C’est en plein milieu de la Seconde Guerre Mondiale, et alors que ses salariés sont très impliqués dans la résistance passive ou active, que Peugeot décide de son avenir pour l’après-guerre en jugeant la voie du milieu la plus attractive, définissant la politique de la maison pour les 20 à 30 années à venir. Ce choix judicieux, réfléchi et prudent fera le succès de Peugeot qui passera, grâce à la 203 puis ses héritières, de la 4ème place du marché à celui d’ogre, achetant coup sur coup dans les années 70 Citroën puis Simca, et devenant l’égal d’un Renault pourtant soutenu par l’Etat. L’occasion de revenir sur cette voiture fondatrice qu’est la vaillante et fidèle 203.
Production (1949-1960) : 699 163 exemplaires (utilitaires compris)
Une politique définie pendant la guerre
C’est donc en 1942 que tout se joue pour Peugeot. Malgré la guerre, l’occupation, la résistance (et l’appétit de la famille Porsche pour piller l’entreprise qui laissera une rancoeur tenace chez les Peugeot et expliquera le refus de céder le 901 dans les années 60), l’avenir est sérieusement envisagé tant la chute de l’Allemagne semble déjà inéluctable (du moins chez les dirigeants du constructeur et notamment la famille). Malgré le succès de la berline 202 sur le segment des 6 CV et l’ambition d’une voiture plus statutaire de 10 CV (voire plus puisqu’une 802 à moteur V8 est envisagée), la décision est prise cette année-là de tout miser sur une catégorie intermédiaire qui semble prometteuse : celle des 7 CV.
Rétablir l’outil de production
En effet, la famille Peugeot et ses cadres ou ingénieurs redoutent d’attaquer frontalement Citroën à la Libération, considérant que la Traction a encore de beaux jours devant elle tandis qu’elle n’ignore rien du projet TPV brièvement présenté avant guerre et qui laisse envisager le succès parmi les populaires. Peugeot juge donc plus prudent d’attaquer un segment qui lui paraît le meilleur compromis entre les besoins du marché à venir, le volume de production et la rentabilité. Plutôt que de miser sur la créativité stylistique, ou la modernité technologique, Peugeot va préférer faire du Peugeot : offrir aux clients une valeur sûre, fiable, durable et dont le coût d’utilisation fera la force.
Peugeot 203 RA et 203 RB, la “jeep” franc-comtoise
Au début des années 50, l’Armée Française cherche à remplacer ses Willys issues de la Seconde Guerre mondiale.

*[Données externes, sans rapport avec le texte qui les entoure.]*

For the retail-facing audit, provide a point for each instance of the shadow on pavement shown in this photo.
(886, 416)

En 1949, Peugeot part de la base d’un utilitaire 203 pour plancher sur sa vision propre vision d’un véhicule de liaison tout-terrain mais Delahaye remporte le marché avec sa VLR. Mais rapidement, le véhicule se révèle mal adapté et l’Armée lance un nouvel appel d’offres. Peugeot développe la 203 RA, puis RB : 11 VSP (véhicule de servitude Peugeot) seront produits pour évaluation, mais l’Armée préfèrera la proposition plus simple d’Hotchkiss, la M201 (une Willys sous licence).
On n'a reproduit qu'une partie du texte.